見出し画像

微睡み (Doze Off)

Itsuki nyaris tertidur ketika sedang menunggu, imbas belaian angin lembut musim panas yang bertiup dari selatan, menerbangkan helai surai hitam rampingnya yang terselip di belakang telinga. Terik mentari terblokir oleh pohon plum yang berdaun rimbun, yang akar menonjolnya tengah dibuat menjadi bantalan.
Mentari berlindung di balik segumpal kecil awan putih yang berarak cepat, membuat cahaya meredup. Itsuki bangkit dari posisi telentang, menyilangkan kaki di tanah kemudian menguap lebar dengan satu tangan memblokir mulut. Beberapa remahan daun kering tersangkut di rambut.

Setelah mengucek mata yang berair, pemuda berwajah dingin itu beringsut ke belakang, menyandarkan punggung tegapnya pada batang pohon plum yang kokoh sebelum menarik nafas panjang dan membuka kedua bola mata lebar-lebar.

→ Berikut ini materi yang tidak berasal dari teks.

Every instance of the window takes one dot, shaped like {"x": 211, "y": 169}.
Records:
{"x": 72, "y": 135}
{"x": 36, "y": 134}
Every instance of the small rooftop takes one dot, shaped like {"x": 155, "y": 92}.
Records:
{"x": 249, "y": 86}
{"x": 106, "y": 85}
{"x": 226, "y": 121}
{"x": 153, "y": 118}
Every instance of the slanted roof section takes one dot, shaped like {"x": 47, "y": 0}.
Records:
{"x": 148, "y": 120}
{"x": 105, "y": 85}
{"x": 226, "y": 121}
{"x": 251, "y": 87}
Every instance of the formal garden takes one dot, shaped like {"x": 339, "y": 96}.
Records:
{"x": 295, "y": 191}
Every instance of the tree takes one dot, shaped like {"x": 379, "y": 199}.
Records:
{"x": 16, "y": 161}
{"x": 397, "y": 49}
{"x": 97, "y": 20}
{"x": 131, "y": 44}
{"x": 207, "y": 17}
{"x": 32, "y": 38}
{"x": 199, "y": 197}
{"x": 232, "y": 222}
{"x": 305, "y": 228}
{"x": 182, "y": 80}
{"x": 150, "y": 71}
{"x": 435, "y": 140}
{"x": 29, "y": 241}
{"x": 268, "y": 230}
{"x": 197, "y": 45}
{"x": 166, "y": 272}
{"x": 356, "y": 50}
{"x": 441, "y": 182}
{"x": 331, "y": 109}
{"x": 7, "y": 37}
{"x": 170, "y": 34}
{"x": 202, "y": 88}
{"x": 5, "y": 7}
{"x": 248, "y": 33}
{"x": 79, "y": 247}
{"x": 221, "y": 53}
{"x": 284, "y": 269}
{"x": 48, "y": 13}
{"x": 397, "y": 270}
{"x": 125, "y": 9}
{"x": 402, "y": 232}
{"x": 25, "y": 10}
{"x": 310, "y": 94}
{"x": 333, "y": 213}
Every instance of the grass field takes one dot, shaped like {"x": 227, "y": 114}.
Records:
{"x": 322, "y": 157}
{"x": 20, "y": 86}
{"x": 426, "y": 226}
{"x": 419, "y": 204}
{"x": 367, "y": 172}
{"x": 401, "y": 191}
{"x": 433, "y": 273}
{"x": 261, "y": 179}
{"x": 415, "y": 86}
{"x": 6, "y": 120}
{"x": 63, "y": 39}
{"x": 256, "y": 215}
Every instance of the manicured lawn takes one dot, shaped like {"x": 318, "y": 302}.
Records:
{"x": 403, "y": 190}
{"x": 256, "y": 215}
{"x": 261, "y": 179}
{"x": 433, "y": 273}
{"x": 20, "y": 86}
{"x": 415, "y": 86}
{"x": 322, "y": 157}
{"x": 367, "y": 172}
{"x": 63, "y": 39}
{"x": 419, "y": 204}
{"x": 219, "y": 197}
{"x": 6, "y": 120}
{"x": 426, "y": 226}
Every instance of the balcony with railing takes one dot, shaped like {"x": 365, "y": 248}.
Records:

Tak jauh di depannya, mungkin hanya lima atau tujuh meter, ia bisa melihat bagian dalam sebuah rumah sederhana dengan pintu dorong yang terbuka lebar, menyuguhkan pemandangan konflik keluarga yang agaknya kurang layak untuk dikonsumsi anak dibawah umur. Sepasang suami istri saling melempar argumen dengan oktaf tinggi, melempar isyarat kasar dan aksen yang buruk di depan anak lelaki kecil yang umurnya tak lebih dari satu dekade, yang meringkuk gemetar di sudut ruangan ditemani kucing kecil berbulu putih oranye dalam pelukan.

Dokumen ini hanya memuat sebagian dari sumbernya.